Je lui fais part de mes craintes quant à Byron que j’ai peur de contacter et de me prendre un refus. L’alcool me change, comme bien des gens, et ça m’inquiète un peu parce que Byron ne m’a jamais vu en pleine possession de mes moyens et je suis convaincu qu’il me trouvera ennuyant comme je suis plus renfermé lorsque je suis sobre. Adriel tente de me rassurer et je ne peux m’empêcher de faire une petite blague en insinuant que si nous jouons si souvent à des jeux vidéo c’est peut-être justement parce qu’il me trouve ennuyant lui aussi et qu’on évite de parler trop ainsi. « On est pas en train de gamer, là, on parle. » Je souris un peu plus sans rien ajouter. Je sais qu’il est honnête et je ne vois pas l’intérêt de m’obstiner plus longtemps pour rien. Nous discutons des quelques filles qu’il m’a présentées dans l’espoir que ça débouche quelque chose. J’ai eu des rapprochements avec certaines d’entre elles sans jamais les relancer par la suite, on sait pourquoi. « Y’a tout plein de raisons pourquoi ça fonctionne pas, des fois… ça veut pas dire que t’es difficile. Les matchs forcés, en général, ça ne fonctionne pas. Hétéro, bi, homosexuel. C’est une science presqu’exacte. » Il n’avait pas tort, le cœur avait ses raisons d’aimer une personne plutôt qu’une autre et forcer les choses ne servait à rien. « T’as raison. » Même si Erin avait essayé de forcer un peu les choses en me présentant Byron, nous nous étions déjà rapprochés tous les deux quelques années plus tôt sans l’intervention de personne.

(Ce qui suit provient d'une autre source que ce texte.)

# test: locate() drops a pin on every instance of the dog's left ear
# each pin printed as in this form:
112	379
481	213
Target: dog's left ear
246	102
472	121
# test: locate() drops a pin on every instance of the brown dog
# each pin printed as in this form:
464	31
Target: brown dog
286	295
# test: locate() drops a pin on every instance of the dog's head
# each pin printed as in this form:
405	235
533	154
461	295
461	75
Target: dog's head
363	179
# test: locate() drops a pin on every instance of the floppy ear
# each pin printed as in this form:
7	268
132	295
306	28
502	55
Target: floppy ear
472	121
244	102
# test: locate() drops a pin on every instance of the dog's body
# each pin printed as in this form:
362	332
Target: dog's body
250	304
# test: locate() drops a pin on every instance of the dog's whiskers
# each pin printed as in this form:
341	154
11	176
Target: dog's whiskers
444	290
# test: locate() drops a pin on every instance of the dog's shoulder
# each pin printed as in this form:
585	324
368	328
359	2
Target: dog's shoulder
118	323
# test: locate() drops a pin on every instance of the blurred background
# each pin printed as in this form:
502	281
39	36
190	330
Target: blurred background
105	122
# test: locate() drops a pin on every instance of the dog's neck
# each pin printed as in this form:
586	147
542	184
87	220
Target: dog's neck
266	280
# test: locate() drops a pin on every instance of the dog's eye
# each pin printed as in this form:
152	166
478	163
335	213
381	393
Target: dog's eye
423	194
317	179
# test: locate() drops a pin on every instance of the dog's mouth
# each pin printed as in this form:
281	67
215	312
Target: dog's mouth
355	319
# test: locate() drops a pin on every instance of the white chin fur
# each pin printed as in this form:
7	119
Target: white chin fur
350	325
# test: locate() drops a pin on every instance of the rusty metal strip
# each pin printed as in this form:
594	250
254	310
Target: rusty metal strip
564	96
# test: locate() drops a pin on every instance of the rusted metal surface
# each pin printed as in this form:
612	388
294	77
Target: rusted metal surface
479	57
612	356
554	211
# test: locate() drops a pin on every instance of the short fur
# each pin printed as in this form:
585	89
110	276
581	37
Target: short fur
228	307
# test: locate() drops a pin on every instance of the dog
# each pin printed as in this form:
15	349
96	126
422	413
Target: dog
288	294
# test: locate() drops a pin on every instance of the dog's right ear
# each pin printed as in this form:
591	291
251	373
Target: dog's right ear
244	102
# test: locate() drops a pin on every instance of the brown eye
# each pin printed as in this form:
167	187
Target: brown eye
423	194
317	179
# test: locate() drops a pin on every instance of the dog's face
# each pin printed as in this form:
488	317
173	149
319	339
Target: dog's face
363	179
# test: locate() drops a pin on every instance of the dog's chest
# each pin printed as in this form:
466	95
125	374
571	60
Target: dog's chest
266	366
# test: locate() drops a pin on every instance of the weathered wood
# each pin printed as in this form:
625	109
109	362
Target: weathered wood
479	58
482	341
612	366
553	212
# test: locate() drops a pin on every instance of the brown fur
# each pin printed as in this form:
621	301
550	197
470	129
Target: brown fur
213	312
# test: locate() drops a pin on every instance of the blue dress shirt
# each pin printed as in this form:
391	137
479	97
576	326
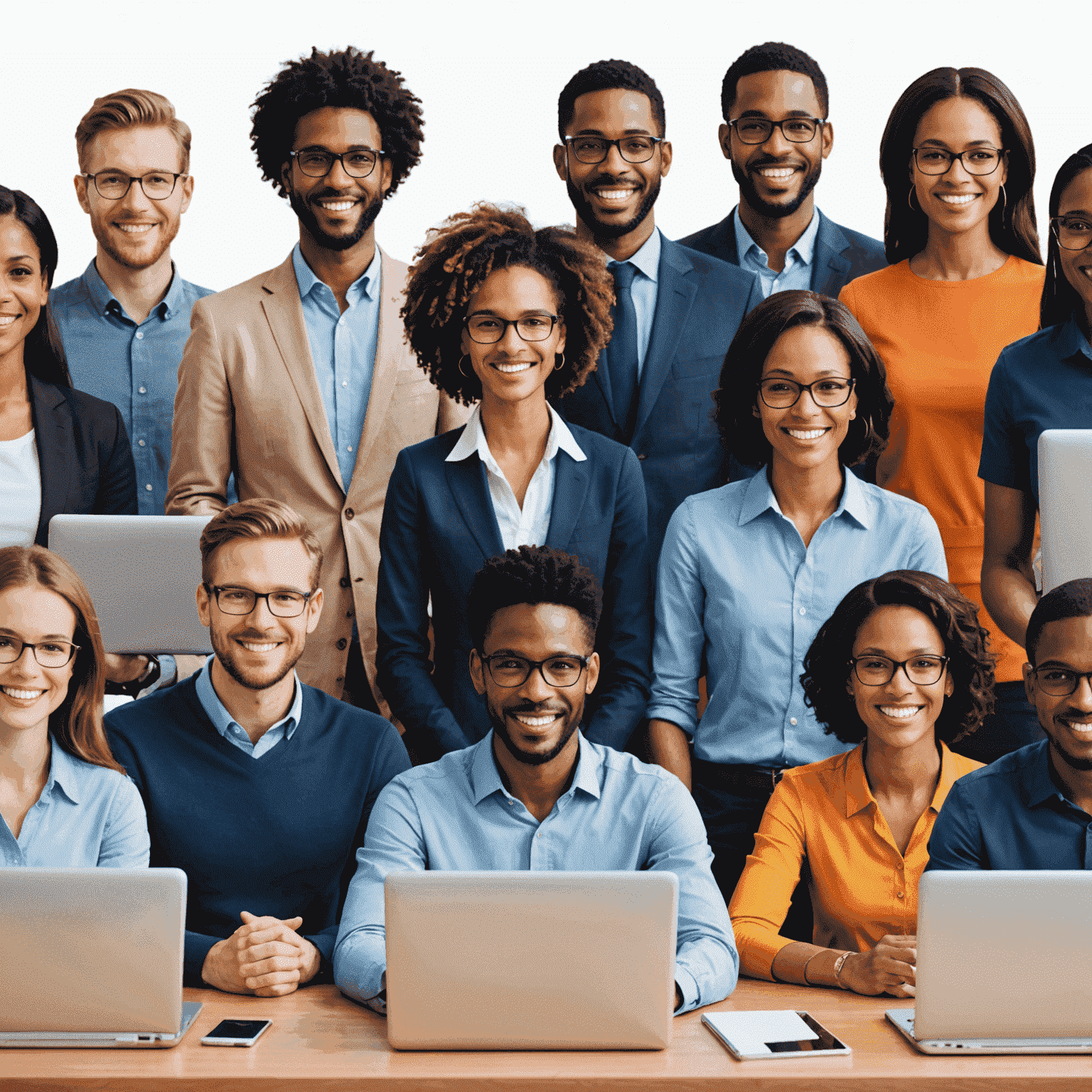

Après avoir caché mon homosexualité pendant autant d’années à mon meilleur ami, je souhaite lui prouver que je lui fais confiance en lui racontant ce qu’il s’est passé avec Andy lorsque nous étions adolescents. Sauf que ce n’est pas un sujet facile à aborder pour moi, j’ai toujours eu honte de cette histoire, de m’être fait avoir comme un imbécile. Ne pas en parler et faire comme si ça ne s’était jamais produit était plus facile, mais ça ne m’a visiblement jamais permis de passer par-dessus et d’avancer, souffrant toujours malgré les années qui ont passé. « Aouch… c’est horrible, man. » Je hoche la tête en fixant mes mains, incapable d’affronter le regard d’Adriel, surtout alors que je m’apprête à lui parler de plainte pour agression sexuelle qui s’en est suivie. « Attend… quoi? » Je n’ose rien dire, le regard fixe sur mes cuises tout en me caressant le bras du bout des doigts pour me rassurer. « Ce gars te mérite juste pas. Tu mérites cent fois mieux. Tu ne l’as pas revu depuis? » Je déglutis difficilement en essuyant le coin de mes yeux. « Non. Je ne veux pas le revoir. » réponds-je d’une voix tremblante. Il m’arrive régulièrement de penser à ce que je lui dirais si je le revoyais, et dans mes pensées je réussis à lui dire ce que je pense sans le laisser m’atteindre, mais je sais que ça ne serait pas aussi facile que dans mes pensées si ce moment se présentait réellement. Tandis que j’essaie de reprendre mes esprits, je sens la main de mon ami sur mon épaule, ce qui m’arrache un petit sourire jusqu’à ce que sa blonde suffise à me changer les idées. « Comme moi, bon point » Je lui réponds avec un clin d’œil. Il comprend vite.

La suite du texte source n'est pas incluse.